The Bishop Writes

"Days of Tragedy and Faith"


by Bishop William S. Skylstad

(From the Oct. 4, 2001 edition of the Inland Register)

(Bishop Skylstad wrote the following in the wake of the Sept. 11 terrorist attacks on the United States. His reflections were published in the Sept. 15, 2001 edition of the Spokesman-Review, Spokane's daily newspaper.)

Moments in life can be powerfully etched in memory forever. Last Saturday evening, Sept. 8, I was among 800 participants of the Catholic Charities USA convention in Newark who went to Ellis Island to visit the museum and have dinner. I found the pictures and artifacts on display to be powerful, yet haunting. There were consistent themes: poverty; the courage of people who left homelands for a better way of life; gratitude for new-found freedom; hope that life could be better.

We traveled back to the mainland by ferry at about 11 that night. On the boat I looked across the bay to lower Manhattan. The twin towers of the World Trade Center were the most prominent aspect of the skyline. The scene was idyllic, awe-inspiring. No one on that ferry could have had any inkling that two days later, that remarkable vista would be changed forever in one of the greatest tragedies in our nation's history.
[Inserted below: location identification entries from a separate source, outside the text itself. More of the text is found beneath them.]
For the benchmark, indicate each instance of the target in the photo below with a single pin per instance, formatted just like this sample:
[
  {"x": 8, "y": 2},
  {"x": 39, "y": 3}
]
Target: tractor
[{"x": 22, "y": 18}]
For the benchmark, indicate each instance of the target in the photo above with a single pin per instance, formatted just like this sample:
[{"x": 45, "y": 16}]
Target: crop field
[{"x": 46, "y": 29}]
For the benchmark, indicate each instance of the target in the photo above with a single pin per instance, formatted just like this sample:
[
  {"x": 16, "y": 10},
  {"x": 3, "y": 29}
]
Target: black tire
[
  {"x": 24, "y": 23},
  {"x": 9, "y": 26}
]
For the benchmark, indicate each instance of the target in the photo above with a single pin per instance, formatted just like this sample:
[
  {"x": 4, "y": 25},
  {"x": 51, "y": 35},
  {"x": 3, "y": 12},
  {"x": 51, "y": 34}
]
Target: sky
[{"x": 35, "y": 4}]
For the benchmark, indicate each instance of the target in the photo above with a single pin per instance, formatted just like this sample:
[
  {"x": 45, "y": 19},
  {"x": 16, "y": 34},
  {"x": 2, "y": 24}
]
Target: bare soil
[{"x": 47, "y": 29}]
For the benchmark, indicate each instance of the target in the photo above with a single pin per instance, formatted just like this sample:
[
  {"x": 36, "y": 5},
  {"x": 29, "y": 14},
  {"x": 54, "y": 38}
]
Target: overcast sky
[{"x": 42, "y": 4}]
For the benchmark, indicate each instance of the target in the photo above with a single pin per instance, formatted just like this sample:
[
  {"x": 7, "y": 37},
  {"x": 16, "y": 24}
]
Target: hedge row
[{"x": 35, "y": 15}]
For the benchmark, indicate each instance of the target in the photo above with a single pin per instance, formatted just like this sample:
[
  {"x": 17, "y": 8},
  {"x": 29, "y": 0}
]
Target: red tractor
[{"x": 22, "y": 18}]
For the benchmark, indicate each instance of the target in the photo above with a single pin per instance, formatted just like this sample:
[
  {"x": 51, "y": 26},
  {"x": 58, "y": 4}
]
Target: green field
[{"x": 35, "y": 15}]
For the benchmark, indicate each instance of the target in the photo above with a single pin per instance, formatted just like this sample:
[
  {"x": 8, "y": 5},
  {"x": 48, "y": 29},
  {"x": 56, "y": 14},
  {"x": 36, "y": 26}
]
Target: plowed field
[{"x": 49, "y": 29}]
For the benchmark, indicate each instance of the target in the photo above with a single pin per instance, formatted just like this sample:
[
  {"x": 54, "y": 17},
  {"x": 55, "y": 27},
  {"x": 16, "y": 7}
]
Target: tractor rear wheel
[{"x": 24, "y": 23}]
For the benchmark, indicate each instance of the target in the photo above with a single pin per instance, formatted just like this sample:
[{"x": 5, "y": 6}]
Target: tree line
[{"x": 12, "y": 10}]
My flight to Washington D.C. on Monday afternoon was delayed by a fire at the Newark airport, and then by thunderstorms. I was to be in Washington for the Catholic bishops' administrative board meeting on Tuesday morning. My flight finally arrived Tuesday, shortly after 8 a.m. On our way into the city the cabbie drove fairly close by the Pentagon. No one knew of the tragedy that was to occur there, too, in less than an hour.

As a nation we are now experiencing a tragic calamity that leaves us reeling from its magnitude and its implications. The myriad stories of bravery, death, caring, grief, and profound national hurt continue to surface. There is the story of the woman, a passenger on the hijacked plane which crashed into the Pentagon, who called her husband by cell phone. She asked her husband what she should do. That is a question which describes the state of our national heart, the question so many of us ask, the question our nation asks: What should we do? How can we find meaning in this tragic experience? How can we look to the future?

This is a profound moment of faith for all of us. There are times in life when we feel utterly helpless, when our only strength is our trust in Divine Providence and the support we give one another. At noon on Tuesday, some 3,000 people jammed into the Basilica of the Immaculate Conception in Washington, D.C., for Mass celebrated by Cardinal Theodore McCarrick of Washington.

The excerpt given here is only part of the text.